PA Department of Public Welfare announced this week that 18% of our population is eligible for Medicaid, higher than ever. Medicaid is the federally mandated, state managed provider of health care for people who can’t afford care otherwise. The Rendell administration wants us to believe all increased need is the result of the “Great Recession” and higher cost of health care makes it less affordable to more people.
The General Accounting Office strongly suggests there may be another reason that the states don’t want to address. A GAO study in September, 2006 (Google “GAO-06-862 Medicaid Third-Party Liability”) gathers dust. The report, made to the U.S. Senate Finance Committee, says a large number of 2005 medical, bills were paid by Medicaid when the claims should have been paid by other health care insurers.
This is not chump change. Of nearly $16 billion paid out in claims by Pennsylvania in 2005, the GAO believes 16% or slightly over $2.5 billion should have been paid by someone else. Nationally, of $305 billion paid in 2005 by welfare departments in all 50 states, GAO says $40 billion should not have.
During the health care reform debate that raged late last year and spilled over into early 2010, no one stepped forward and said “Let’s eliminate these errant payments and apply that $40 billion to improving quality and access to everyone’s health care.”
Three years ago a Cleveland medical claims consultant began to bang on doors in Harrisburg, boasting a software system that can flag these wrong payments and make demands of the rightful payer to cough up the dough.
Gov. Rendell and the legislature only needed to have the PA insurance department require all private insurance payers cooperate and improper claims would drop, saving taxpayers tons. The Cleveland consultant offered to run a test at no cost to the state.
Beginning in 2006, the Ohio group met with Rosemary Greco, director, Governor’s Office of Healthcare Reform, who said she was not interested.

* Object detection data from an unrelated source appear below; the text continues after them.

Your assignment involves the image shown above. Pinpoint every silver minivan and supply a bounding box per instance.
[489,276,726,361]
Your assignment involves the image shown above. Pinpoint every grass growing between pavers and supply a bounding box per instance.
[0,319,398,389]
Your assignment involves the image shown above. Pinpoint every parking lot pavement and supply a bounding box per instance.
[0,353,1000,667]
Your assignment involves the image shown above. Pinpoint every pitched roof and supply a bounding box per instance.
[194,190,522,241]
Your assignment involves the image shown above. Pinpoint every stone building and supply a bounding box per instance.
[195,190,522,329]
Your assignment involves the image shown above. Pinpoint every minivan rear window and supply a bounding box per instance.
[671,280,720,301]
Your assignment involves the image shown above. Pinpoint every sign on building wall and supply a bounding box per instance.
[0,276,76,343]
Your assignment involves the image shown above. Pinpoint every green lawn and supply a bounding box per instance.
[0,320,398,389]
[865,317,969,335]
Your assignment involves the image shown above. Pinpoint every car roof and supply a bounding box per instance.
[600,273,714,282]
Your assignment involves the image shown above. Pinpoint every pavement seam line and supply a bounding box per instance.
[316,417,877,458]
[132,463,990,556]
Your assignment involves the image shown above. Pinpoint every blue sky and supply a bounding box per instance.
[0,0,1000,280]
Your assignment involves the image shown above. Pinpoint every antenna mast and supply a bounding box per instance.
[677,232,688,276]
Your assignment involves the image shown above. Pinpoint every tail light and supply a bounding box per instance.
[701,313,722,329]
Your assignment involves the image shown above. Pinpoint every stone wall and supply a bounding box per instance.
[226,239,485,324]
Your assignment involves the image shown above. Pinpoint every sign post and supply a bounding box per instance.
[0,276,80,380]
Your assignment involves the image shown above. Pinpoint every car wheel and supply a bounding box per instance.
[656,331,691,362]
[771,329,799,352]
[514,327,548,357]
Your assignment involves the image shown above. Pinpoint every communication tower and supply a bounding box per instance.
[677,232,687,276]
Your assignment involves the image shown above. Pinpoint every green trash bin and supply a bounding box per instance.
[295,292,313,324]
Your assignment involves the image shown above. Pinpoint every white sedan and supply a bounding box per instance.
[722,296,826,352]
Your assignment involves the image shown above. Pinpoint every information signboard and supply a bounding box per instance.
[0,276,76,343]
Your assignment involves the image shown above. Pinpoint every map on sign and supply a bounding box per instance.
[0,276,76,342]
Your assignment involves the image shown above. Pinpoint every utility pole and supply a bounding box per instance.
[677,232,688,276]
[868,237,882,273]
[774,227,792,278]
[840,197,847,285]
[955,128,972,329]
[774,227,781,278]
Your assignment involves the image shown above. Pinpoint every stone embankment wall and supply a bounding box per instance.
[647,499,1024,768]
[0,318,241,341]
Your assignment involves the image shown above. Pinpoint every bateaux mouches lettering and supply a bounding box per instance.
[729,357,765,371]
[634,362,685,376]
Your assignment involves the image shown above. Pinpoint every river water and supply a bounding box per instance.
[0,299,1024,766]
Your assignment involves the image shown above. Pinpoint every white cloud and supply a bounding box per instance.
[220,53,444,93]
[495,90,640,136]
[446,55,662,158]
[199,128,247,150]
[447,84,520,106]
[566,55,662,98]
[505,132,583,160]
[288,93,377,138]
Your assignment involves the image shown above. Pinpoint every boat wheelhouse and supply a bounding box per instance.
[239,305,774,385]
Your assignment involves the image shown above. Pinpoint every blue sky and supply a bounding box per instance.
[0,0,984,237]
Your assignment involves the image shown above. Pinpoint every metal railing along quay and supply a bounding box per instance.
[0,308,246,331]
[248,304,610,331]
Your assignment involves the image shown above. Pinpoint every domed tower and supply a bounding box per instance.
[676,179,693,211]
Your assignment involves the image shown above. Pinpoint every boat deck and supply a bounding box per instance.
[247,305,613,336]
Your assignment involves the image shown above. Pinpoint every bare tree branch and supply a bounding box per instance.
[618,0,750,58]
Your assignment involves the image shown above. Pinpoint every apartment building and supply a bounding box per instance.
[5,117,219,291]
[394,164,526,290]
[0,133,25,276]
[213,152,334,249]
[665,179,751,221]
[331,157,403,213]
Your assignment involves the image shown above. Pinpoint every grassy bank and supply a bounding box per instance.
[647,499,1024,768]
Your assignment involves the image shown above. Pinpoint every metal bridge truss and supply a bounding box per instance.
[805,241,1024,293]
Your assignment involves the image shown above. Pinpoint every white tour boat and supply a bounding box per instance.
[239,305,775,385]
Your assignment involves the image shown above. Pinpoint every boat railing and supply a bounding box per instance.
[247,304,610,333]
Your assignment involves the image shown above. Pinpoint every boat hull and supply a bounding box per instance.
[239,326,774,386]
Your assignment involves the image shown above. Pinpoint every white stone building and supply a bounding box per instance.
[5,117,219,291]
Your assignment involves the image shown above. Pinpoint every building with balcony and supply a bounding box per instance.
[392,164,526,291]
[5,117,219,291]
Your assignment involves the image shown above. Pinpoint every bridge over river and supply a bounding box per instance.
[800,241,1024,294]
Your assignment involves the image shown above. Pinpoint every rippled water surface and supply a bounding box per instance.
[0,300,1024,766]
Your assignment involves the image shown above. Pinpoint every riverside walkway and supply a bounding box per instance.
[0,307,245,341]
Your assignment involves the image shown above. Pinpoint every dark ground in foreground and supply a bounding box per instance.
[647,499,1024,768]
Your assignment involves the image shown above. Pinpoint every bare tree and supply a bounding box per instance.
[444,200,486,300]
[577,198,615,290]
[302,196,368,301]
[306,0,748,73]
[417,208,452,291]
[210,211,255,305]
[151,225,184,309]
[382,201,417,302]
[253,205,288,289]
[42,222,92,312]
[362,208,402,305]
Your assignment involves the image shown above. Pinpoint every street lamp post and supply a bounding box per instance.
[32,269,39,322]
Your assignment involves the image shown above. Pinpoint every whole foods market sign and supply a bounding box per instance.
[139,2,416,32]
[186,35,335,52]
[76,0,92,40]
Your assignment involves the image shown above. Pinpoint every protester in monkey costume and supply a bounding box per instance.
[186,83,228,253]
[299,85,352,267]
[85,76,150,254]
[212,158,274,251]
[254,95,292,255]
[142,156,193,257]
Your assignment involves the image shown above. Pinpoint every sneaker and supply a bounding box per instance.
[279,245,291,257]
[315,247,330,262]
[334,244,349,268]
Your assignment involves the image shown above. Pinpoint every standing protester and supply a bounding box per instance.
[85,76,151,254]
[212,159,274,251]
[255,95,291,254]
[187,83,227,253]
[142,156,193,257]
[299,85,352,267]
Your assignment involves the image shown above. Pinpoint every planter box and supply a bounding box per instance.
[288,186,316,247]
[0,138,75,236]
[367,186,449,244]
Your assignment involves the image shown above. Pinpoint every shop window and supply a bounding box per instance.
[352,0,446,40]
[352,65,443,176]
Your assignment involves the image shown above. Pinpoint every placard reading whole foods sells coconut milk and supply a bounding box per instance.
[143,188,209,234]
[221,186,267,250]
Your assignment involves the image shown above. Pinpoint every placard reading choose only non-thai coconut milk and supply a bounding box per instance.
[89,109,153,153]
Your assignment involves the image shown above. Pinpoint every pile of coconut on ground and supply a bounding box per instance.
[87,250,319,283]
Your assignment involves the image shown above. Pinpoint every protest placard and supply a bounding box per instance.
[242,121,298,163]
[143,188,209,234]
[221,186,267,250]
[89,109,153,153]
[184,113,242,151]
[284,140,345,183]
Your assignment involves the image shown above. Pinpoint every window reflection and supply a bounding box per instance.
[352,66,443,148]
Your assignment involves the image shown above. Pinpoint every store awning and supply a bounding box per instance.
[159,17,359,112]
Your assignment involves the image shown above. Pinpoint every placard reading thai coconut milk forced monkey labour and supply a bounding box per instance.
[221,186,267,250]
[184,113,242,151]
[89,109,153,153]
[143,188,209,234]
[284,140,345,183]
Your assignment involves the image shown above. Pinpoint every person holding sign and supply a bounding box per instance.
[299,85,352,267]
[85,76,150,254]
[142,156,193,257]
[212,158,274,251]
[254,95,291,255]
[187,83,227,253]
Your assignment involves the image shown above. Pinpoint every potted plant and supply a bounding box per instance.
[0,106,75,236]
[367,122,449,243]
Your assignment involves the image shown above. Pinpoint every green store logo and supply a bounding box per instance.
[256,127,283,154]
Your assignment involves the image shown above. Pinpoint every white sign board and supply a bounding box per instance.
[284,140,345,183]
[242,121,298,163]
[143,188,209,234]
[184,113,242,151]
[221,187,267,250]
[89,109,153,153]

The following year the consultants learned then-DPW Secretary Estelle Richman was also not interested. Keeping a straight face, she said her department’s bloodhounds recovered just $27 million in errant payments in 2005. GAO estimated the state had wrongfully paid $2.5 billion in the same year. This is just about 100 times more than she recovered! Put another way, Estelle Richman’s DPW’s claims-paying efficiency was 99.85%, a level never achieved anywhere in the US.
Former Secretary Richman is now applying her managerial talents in a new and higher-paying job in the Obama administration.
Other Harrisburg “movers and shakers” were also asked to look into this inefficiency. They included, but are not limited to, Gov. Rendell, then-Budget Sec. Mike Masch, Auditor-General Jack Wagner, the office of then-PA House Majority Leader Bill DeWeese and the Republican leadership of the PA Senate. No attempt to contact Attorney-General Tom Corbett was made because – while the amount of taxpayer funds squandered seems criminal – no criminal laws were broken.
The GAO estimates that 13 per cent of Medicaid beneficiaries have private health care coverage that must be used prior to applying welfare funds. An example is a broken family where the father has access to his employer health insurance for kids, but the mother finds it easier to whip out her green card at the emergency room.
As of a year ago, nearly all other states had an existing Third Party Liability program that was just as inept as PA. Consultants -- like our friends from Ohio -- typically do not charge up front fees or expenses, but merely claim a percentage of what they recover.
Three reasons come to mind as to why this huge waste of public funds is tolerated. First and foremost, shoving the claims back on private insurers will just increase the cost of health care for us citizens not at the public trough. The amount of uncompensated care by hospitals would skyrocket. The last reason has to do with political grease.
We do not believe any of the major health care claims consultants are large political contributors. This problem might go away sooner if Halliburton entered the business!